Axios Hire Signals Commitment to Local Strategy

We may pay too much attention to what Axios is up to in the local space. But perhaps not. Today, for example, Axios named a senior editor from the New York Times as its executive editor for Axios Local. The move is yet another clear example that Axios is all “in” on Local.

New hire Jamie Stockwell’s portfolio will expand from 25 cities by mid-summer this year to 50 cities by the end of 2023.

Perhaps the resume item that spoke most to the Axios Local team was Stockwell’s having overseen the New York Times coverage of the state of Texas. In order to be successful at covering local, one needs to understand the nuances and complexities of how local is considerably different from a national news process. 
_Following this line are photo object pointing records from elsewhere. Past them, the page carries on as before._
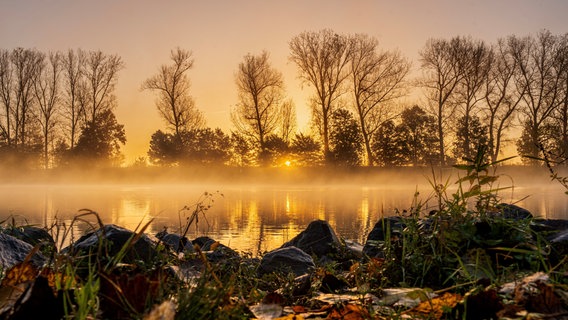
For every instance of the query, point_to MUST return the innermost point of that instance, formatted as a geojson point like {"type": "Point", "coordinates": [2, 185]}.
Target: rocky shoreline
{"type": "Point", "coordinates": [116, 256]}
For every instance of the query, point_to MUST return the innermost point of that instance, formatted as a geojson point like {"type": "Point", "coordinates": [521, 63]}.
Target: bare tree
{"type": "Point", "coordinates": [560, 115]}
{"type": "Point", "coordinates": [377, 79]}
{"type": "Point", "coordinates": [6, 87]}
{"type": "Point", "coordinates": [500, 103]}
{"type": "Point", "coordinates": [101, 75]}
{"type": "Point", "coordinates": [441, 76]}
{"type": "Point", "coordinates": [538, 80]}
{"type": "Point", "coordinates": [322, 59]}
{"type": "Point", "coordinates": [73, 64]}
{"type": "Point", "coordinates": [473, 63]}
{"type": "Point", "coordinates": [261, 92]}
{"type": "Point", "coordinates": [288, 122]}
{"type": "Point", "coordinates": [174, 102]}
{"type": "Point", "coordinates": [46, 89]}
{"type": "Point", "coordinates": [26, 64]}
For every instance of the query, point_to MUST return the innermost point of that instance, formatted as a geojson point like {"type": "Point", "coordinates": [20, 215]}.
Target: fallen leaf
{"type": "Point", "coordinates": [20, 273]}
{"type": "Point", "coordinates": [163, 311]}
{"type": "Point", "coordinates": [437, 306]}
{"type": "Point", "coordinates": [265, 311]}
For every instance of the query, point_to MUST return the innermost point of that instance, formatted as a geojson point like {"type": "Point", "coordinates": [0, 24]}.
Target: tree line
{"type": "Point", "coordinates": [57, 108]}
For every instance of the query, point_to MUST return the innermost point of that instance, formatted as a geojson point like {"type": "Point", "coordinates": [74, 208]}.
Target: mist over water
{"type": "Point", "coordinates": [258, 216]}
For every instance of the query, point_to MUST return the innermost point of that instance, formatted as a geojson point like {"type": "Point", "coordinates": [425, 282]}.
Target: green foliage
{"type": "Point", "coordinates": [199, 146]}
{"type": "Point", "coordinates": [469, 135]}
{"type": "Point", "coordinates": [345, 139]}
{"type": "Point", "coordinates": [465, 238]}
{"type": "Point", "coordinates": [100, 140]}
{"type": "Point", "coordinates": [306, 150]}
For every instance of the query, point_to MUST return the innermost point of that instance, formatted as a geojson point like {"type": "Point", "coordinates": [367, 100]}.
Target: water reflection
{"type": "Point", "coordinates": [253, 219]}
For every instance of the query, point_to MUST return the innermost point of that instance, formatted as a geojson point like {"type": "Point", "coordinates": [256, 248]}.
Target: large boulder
{"type": "Point", "coordinates": [109, 240]}
{"type": "Point", "coordinates": [288, 259]}
{"type": "Point", "coordinates": [382, 229]}
{"type": "Point", "coordinates": [318, 239]}
{"type": "Point", "coordinates": [14, 251]}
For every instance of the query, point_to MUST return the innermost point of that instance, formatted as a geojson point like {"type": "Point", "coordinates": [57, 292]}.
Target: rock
{"type": "Point", "coordinates": [32, 235]}
{"type": "Point", "coordinates": [14, 251]}
{"type": "Point", "coordinates": [549, 225]}
{"type": "Point", "coordinates": [559, 244]}
{"type": "Point", "coordinates": [288, 259]}
{"type": "Point", "coordinates": [511, 211]}
{"type": "Point", "coordinates": [318, 239]}
{"type": "Point", "coordinates": [175, 241]}
{"type": "Point", "coordinates": [355, 248]}
{"type": "Point", "coordinates": [377, 236]}
{"type": "Point", "coordinates": [114, 238]}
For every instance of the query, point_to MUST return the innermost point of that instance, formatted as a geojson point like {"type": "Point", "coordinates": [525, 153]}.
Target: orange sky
{"type": "Point", "coordinates": [220, 33]}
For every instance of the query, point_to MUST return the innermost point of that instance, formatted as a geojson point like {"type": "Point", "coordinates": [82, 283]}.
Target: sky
{"type": "Point", "coordinates": [221, 32]}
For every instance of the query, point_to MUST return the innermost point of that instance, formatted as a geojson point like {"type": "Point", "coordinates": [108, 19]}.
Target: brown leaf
{"type": "Point", "coordinates": [544, 300]}
{"type": "Point", "coordinates": [299, 309]}
{"type": "Point", "coordinates": [349, 312]}
{"type": "Point", "coordinates": [437, 306]}
{"type": "Point", "coordinates": [20, 273]}
{"type": "Point", "coordinates": [482, 304]}
{"type": "Point", "coordinates": [274, 298]}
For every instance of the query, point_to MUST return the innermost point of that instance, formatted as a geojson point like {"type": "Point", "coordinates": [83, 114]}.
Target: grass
{"type": "Point", "coordinates": [456, 247]}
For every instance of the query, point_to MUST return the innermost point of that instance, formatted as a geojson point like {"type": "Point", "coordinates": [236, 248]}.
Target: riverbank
{"type": "Point", "coordinates": [507, 266]}
{"type": "Point", "coordinates": [511, 175]}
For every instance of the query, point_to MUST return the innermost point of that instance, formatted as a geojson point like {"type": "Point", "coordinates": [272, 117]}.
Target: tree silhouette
{"type": "Point", "coordinates": [165, 149]}
{"type": "Point", "coordinates": [477, 137]}
{"type": "Point", "coordinates": [542, 64]}
{"type": "Point", "coordinates": [306, 150]}
{"type": "Point", "coordinates": [418, 130]}
{"type": "Point", "coordinates": [322, 59]}
{"type": "Point", "coordinates": [345, 139]}
{"type": "Point", "coordinates": [261, 109]}
{"type": "Point", "coordinates": [377, 80]}
{"type": "Point", "coordinates": [205, 146]}
{"type": "Point", "coordinates": [440, 61]}
{"type": "Point", "coordinates": [174, 102]}
{"type": "Point", "coordinates": [389, 145]}
{"type": "Point", "coordinates": [100, 141]}
{"type": "Point", "coordinates": [46, 89]}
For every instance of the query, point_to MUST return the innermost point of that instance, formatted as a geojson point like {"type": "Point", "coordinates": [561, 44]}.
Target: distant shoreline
{"type": "Point", "coordinates": [513, 175]}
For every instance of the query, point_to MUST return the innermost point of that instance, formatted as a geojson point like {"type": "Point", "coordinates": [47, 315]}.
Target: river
{"type": "Point", "coordinates": [247, 217]}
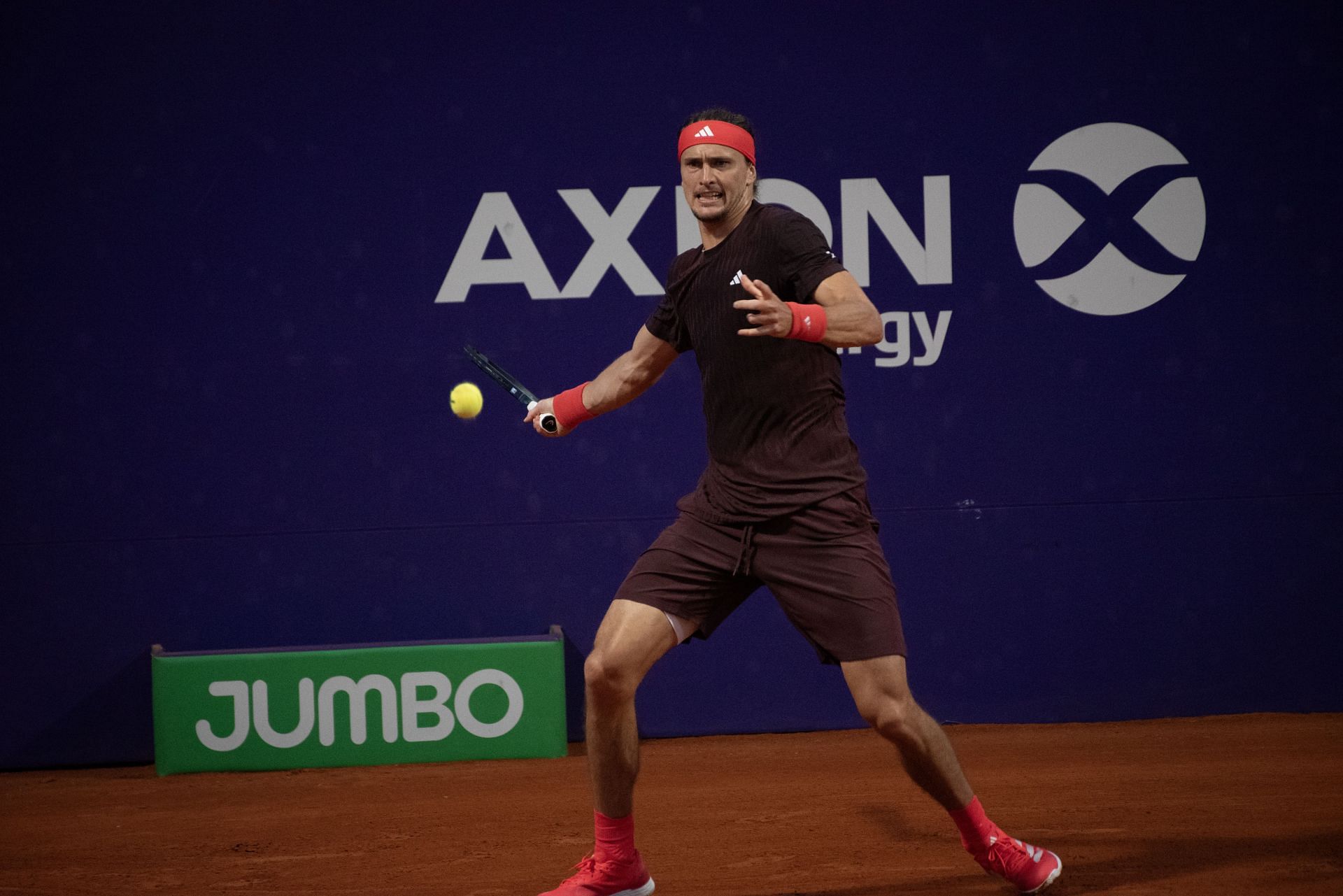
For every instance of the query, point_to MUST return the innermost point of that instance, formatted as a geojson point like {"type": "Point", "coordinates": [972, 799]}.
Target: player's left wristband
{"type": "Point", "coordinates": [809, 322]}
{"type": "Point", "coordinates": [569, 407]}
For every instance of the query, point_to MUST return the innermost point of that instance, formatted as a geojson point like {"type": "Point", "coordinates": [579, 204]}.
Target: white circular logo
{"type": "Point", "coordinates": [1111, 220]}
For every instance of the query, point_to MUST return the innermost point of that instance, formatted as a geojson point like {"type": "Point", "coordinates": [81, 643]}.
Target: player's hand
{"type": "Point", "coordinates": [534, 417]}
{"type": "Point", "coordinates": [769, 315]}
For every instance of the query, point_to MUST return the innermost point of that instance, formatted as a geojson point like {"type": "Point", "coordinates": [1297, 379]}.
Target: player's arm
{"type": "Point", "coordinates": [623, 381]}
{"type": "Point", "coordinates": [851, 316]}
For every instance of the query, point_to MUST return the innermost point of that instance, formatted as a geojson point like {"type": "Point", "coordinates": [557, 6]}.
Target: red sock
{"type": "Point", "coordinates": [974, 827]}
{"type": "Point", "coordinates": [614, 837]}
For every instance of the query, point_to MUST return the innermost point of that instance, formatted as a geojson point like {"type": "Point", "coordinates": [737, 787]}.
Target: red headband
{"type": "Point", "coordinates": [720, 134]}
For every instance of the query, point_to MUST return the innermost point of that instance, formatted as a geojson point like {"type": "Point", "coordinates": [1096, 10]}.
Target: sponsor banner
{"type": "Point", "coordinates": [359, 706]}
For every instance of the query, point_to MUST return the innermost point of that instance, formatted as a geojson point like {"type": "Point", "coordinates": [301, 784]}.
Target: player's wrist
{"type": "Point", "coordinates": [570, 408]}
{"type": "Point", "coordinates": [809, 322]}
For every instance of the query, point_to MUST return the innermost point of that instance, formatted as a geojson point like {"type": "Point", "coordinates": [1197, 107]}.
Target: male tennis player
{"type": "Point", "coordinates": [763, 304]}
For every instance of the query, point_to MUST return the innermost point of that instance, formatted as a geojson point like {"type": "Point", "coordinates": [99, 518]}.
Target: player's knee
{"type": "Point", "coordinates": [890, 716]}
{"type": "Point", "coordinates": [607, 678]}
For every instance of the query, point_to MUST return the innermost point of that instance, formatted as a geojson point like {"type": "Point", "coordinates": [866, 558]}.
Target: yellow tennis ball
{"type": "Point", "coordinates": [467, 401]}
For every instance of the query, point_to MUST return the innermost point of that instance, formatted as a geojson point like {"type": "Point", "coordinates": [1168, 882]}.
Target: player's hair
{"type": "Point", "coordinates": [719, 113]}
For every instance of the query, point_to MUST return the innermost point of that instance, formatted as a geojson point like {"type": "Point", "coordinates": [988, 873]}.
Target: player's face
{"type": "Point", "coordinates": [718, 182]}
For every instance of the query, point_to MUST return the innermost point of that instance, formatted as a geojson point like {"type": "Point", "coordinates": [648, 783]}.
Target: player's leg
{"type": "Point", "coordinates": [881, 693]}
{"type": "Point", "coordinates": [827, 570]}
{"type": "Point", "coordinates": [685, 578]}
{"type": "Point", "coordinates": [629, 641]}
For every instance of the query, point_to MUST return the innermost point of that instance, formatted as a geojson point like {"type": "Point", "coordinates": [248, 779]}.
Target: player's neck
{"type": "Point", "coordinates": [715, 232]}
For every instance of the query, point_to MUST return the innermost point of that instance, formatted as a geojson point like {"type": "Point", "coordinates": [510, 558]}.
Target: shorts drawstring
{"type": "Point", "coordinates": [743, 563]}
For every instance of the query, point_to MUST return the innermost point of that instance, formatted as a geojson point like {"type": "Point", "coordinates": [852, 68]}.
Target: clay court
{"type": "Point", "coordinates": [1191, 806]}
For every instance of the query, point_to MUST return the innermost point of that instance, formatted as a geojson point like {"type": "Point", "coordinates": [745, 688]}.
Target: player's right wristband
{"type": "Point", "coordinates": [569, 407]}
{"type": "Point", "coordinates": [809, 322]}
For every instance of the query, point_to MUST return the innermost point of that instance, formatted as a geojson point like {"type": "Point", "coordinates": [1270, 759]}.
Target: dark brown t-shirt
{"type": "Point", "coordinates": [774, 407]}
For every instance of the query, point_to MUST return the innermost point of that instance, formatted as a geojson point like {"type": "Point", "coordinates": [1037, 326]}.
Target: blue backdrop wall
{"type": "Point", "coordinates": [1103, 430]}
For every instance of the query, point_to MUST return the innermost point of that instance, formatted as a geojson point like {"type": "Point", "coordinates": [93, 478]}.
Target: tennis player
{"type": "Point", "coordinates": [763, 304]}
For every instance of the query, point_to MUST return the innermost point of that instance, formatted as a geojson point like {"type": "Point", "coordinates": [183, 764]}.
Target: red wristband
{"type": "Point", "coordinates": [809, 322]}
{"type": "Point", "coordinates": [569, 407]}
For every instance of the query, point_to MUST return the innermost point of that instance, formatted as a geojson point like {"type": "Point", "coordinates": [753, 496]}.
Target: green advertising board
{"type": "Point", "coordinates": [359, 706]}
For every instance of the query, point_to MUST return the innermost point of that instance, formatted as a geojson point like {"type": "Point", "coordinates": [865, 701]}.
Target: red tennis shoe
{"type": "Point", "coordinates": [595, 878]}
{"type": "Point", "coordinates": [1028, 868]}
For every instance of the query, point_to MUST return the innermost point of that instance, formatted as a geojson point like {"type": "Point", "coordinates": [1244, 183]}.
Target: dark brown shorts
{"type": "Point", "coordinates": [823, 563]}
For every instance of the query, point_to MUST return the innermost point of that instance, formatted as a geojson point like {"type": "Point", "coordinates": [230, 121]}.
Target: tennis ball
{"type": "Point", "coordinates": [467, 401]}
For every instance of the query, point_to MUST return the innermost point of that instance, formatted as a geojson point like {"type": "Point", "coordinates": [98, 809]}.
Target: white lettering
{"type": "Point", "coordinates": [413, 707]}
{"type": "Point", "coordinates": [900, 348]}
{"type": "Point", "coordinates": [357, 693]}
{"type": "Point", "coordinates": [927, 262]}
{"type": "Point", "coordinates": [261, 715]}
{"type": "Point", "coordinates": [496, 213]}
{"type": "Point", "coordinates": [464, 703]}
{"type": "Point", "coordinates": [934, 339]}
{"type": "Point", "coordinates": [610, 242]}
{"type": "Point", "coordinates": [238, 691]}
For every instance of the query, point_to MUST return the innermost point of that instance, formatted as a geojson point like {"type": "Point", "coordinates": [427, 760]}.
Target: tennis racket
{"type": "Point", "coordinates": [515, 388]}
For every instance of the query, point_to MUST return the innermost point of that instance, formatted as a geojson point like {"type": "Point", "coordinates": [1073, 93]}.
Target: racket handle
{"type": "Point", "coordinates": [547, 420]}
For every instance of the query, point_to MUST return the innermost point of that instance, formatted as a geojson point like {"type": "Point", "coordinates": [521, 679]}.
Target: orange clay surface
{"type": "Point", "coordinates": [1192, 806]}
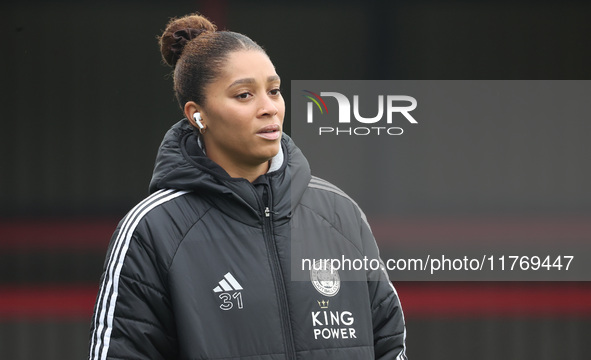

Axios Executive Editor for Local Jamie Stockwell

Stockwell’s coverage could include as many as 100 markets later in this century. That would be a considerable challenge for Axios Local. However, it also offers the company a clear shot at participating in the multi-billion dollar local advertising industry. 

Axios Local is putting into place a structure for curating and editing local news content. The company also announced that an early editorial side employee of the Charlotte Agenda — the company Axios purchased in 2020 to help define the local playbook – has taken a role as its Southern bureau chief. 

People or Partnerships?

So today, Axios Local has about 50 employees or roughly two per market. That’s well short of what’s needed to build deep, engaging local content. We assume Axios’ local plans include building a compelling local advertising and sponsorship business. That’s going to require more resources. And it will require partnerships.

We expect Axios Local will pursue creative initiatives with local agencies and publishers to build its revenue. It just doesn’t make sense today to create a large owned and operated local sales force for monetizing local content. 

Axios’ public fundraising stands just south of $60 million. But just four months ago, the company took an undisclosed series D round from Cox Enterprises. That Cox Enterprises – $21B of revenue in 2018 – is an investor comes as no surprise to us. After all, Cox has been in the local media and telecommunications for years. 

So by taking a stake in Axios (and by extension Axios Local) Cox is rightfully pursuing a new local content and ad model. And one built on the economics of the 21st century. And they’re not the only ones. According to the Local Independent Online News Publishers Association, there are some 700 startup publications now operating in the U.S. and Canada.

As we said, we may be paying too much attention to what Axios Local is up to. Maybe you can tell us if we’re on target or off base.